24th annual Celebrate Women event highlights 20 years of gender progress

The 24th annual Celebrate Women Luncheon charted the progress of gender equity over the past 20 years, and marked the 20th anniversary of the Murray State University Women’s Center.

The developing culture of gender cooperation was the theme presented by keynote speaker Dr. Kimberly Barrett, associate vice chancellor for student development and diversity at the University of Wisconsin-Eau Claire. Barrett is also the founding director of the Murray State University Women’s Center.

Barrett said the statistics on women’s equality back up the argument that progress has been made in the past 20 years. In 2010 at MSU, Barrett said, 60 percent of the students were women. The number is 59 percent nationally. Women are not just the majority on college campuses, she said. They are also the majority getting degrees at every level.

While women continue to earn less than their male counterparts, salary disparities have decreased, Barrett said. Women earned 77 percent of the yearly wages men did in 2011, up from 71 percent in 1992, she stated.   

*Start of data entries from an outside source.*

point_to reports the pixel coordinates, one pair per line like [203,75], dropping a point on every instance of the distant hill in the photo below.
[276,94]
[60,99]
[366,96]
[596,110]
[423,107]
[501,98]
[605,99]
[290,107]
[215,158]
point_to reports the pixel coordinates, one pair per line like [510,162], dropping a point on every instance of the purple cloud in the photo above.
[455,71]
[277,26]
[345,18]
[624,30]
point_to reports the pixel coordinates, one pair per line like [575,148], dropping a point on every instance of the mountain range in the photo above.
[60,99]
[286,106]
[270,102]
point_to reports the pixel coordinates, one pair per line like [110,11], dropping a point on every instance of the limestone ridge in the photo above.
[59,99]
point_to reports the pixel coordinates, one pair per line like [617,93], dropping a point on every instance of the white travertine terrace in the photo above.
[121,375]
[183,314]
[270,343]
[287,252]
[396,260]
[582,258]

The increase in women’s equality has also meant a change in the dynamics of the home, said Barrett. Men are sharing more of the household responsibilities, including the burden of trying to balance work life with raising children. Men are also choosing fields of work that were considered female-dominated fields, she said, as well as becoming more comfortable with the idea of earning less than a spouse, and being a stay-at-home father.

“What I’ve found in my life and relationships, and what I think we’re discovering in the public sphere is that things work better when people are allowed to try a number of roles, and then choose what fits them best,” said Barrett.

Barrett said the increase of gender equality has led to what she termed more “feminine finesse” in society.

“You are all familiar with the warrior archetype that we use to define success. There are winners and losers, domination, battle, all of that. But I think as our society becomes more diverse, I think as women take their place in public realms, that all of us will see the value of finesse, particularly as we look at what it takes to be successful in a post-industrial society. ... I think what we’ll begin to see is that, in fact, collaboration is much more effective that rugged individualism. Collaboration is much more effective than competition,” stated Barrett.

Barrett joked that women like to imagine what the world would be like if it was female-ruled. However, she said she imagined the future lies in a world in which women and men lead together, as gender roles shift.

While the developed world has made steps forward in gender equity, that is not necessarily true for the rest of the world, she noted. Barrett quoted from the most recent report on women’s equality done by Social Watch, a social justice organization. Women still lag behind in economic participation, with fewer that half of countries reaching equitable levels. Political participation is even lower, she said, with only 17 percent of countries achieving equity.

Barrett and other speakers at the event, including Don Robertson, vice president of student affairs, and Bonnie Higginson, provost, praised Jane Etheridge, the current director of the MSU Women’s Center, for her work. Etheridge plans to retire this year.

Higginson also added some of her thoughts about the progress women have made. She said she has spent 32 years at the university, first as a student, then as an employee. She said she feels she represents many women who did not start out planning to break barriers, but who has come to be strong leaders through the journeys they took. She said many women do not know where life’s journey will take them, but they are able to get there through the mentors they have along the way, the challenges they face and finding what lies within themselves.

The luncheon also honored the 2012 Margaret Simmons Female Student Athlete of the Year. Softball pitcher Chelsey Sullivan received the award out of a field of four contenders.